In fact thinking about it on a typical $50,000 transfer I imagine a $30 fee would actually be a loss leader if you imagine how much you'd have to pay for a compliance officer to read the laundering regs and file paperwork illustrating the transfer is kosher. Against this they typically try to overcharge you on FX (.5% is possible) and also give you 0 interest on your money when they are getting say 5%pa on it so they may make typically 2%*50k on that = $1000 which would cover costs but I'm not sure $30 would.
Sending a standard international bank wire will cost $30-$50 typically, not $5-$10. I don't really know how that price is "justified" as such, except to say that any bank account that is sending international wires increases the AML compliance cost of that account for a bank, and because surprising aspects of the bank wire transfer system are manual, a human being will frequently need to get involved. I would imagine that the incremental cost of sending a bank wire is frequently tiny compared to the cost, but it probably varies significantly from bank to bank (for some, it might even be a loss-leader).
The fees associated with sending a wire via the more ad hoc family remittance network are determined by a competitive marketplace, and are typically $5-$10. Providers are not all banks (although banks do get involved in a large percentage of transactions) and include non-bank companies like Western Union, MoneyGram and Xoom, and smaller players like ViaAmericas (mentioned in the article). People who send money will shop around for the best deal (often, different services are offered within the same retail agent location), and senders will from one month to the next switch providers if the FX rate is better, or if the fees are lower. The bank oligopoly holds no sway here, and if prices could be lower, they would be lower.
Your reaction is a typical one, and one that I remember encountering repeatedly: "why do these transactions cost anything at all?" The truth is, there are significant costs that underlie a family remittance transaction. At least half of transaction fees, and often 80%, are claimed by the retail agents that capture or pay out the remittance. There, you have all of the costs associated with retail, combined with the costs of handling large amounts of cash. On the capture side, many banks will charge retail locations a percentage fee for processing the cash they deposit, and if armored car services are used, they will also change fees for handling. On the payment side, logistical challenges may be even greater, given local conditions.
The amount of money that remains goes to pay for secure and highly-available computer systems, AML compliance processes (which require a significant amount of human involvement), other regulatory compliance costs (security, bonding, record-keeping, reporting, examination fees and assessments), fraud coverage, customer service costs (a call center must be maintained), marketing, and general corporate overhead. Really, what you would imagine it would take to run a remittance network if you thought about it.

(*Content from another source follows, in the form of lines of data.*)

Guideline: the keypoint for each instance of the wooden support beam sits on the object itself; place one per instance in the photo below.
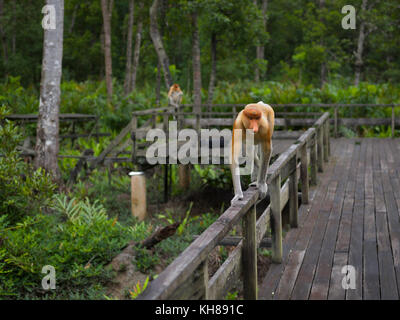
(276, 219)
(293, 196)
(249, 255)
(304, 175)
(320, 149)
(313, 160)
(325, 129)
(393, 122)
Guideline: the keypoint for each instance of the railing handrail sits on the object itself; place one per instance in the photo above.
(278, 105)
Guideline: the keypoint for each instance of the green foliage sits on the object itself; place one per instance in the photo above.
(232, 295)
(214, 176)
(144, 260)
(23, 190)
(138, 289)
(77, 248)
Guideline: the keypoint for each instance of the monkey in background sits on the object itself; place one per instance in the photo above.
(175, 96)
(260, 118)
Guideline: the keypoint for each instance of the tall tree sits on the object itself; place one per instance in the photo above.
(158, 45)
(136, 52)
(322, 43)
(106, 9)
(3, 35)
(362, 36)
(260, 48)
(196, 64)
(128, 68)
(213, 73)
(47, 145)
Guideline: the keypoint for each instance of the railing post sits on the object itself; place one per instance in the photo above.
(328, 135)
(133, 137)
(313, 159)
(393, 123)
(320, 134)
(325, 129)
(276, 218)
(293, 196)
(249, 255)
(165, 128)
(304, 175)
(335, 120)
(154, 120)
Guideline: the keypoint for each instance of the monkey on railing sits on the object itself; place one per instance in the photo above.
(260, 118)
(175, 97)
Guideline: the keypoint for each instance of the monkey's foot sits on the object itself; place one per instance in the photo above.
(263, 188)
(237, 198)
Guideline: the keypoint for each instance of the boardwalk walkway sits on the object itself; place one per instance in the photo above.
(352, 219)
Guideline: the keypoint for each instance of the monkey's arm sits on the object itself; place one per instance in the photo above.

If you compare remittance fees as a percentage of a typical US-Mexico transaction ($5 to send $350), they are comparable to other retail payment transactions that involve similar levels of risk and require similar infrastructure. However, volumes are much, much lower than ATM or credit card transactions, so economies of scale yield a much lower benefit, which also adds to the cost.
If the cost of the transfer actually was determined in a competitive environment I'm sure it would be considerably lower. Unfortunately on such fees it's not in the banking industries interest to act competitively with one another.
I didn't say that. Intelligent actors tend to avoid any real competition. The price is what enough clients are willing to pay to make the whole scheme profitable. There doesn't need to be any fairness for this to happen.
This is monopolistic, anti-competitive and wrong, and the less wealthy sections of the population suffer the most (as per usual).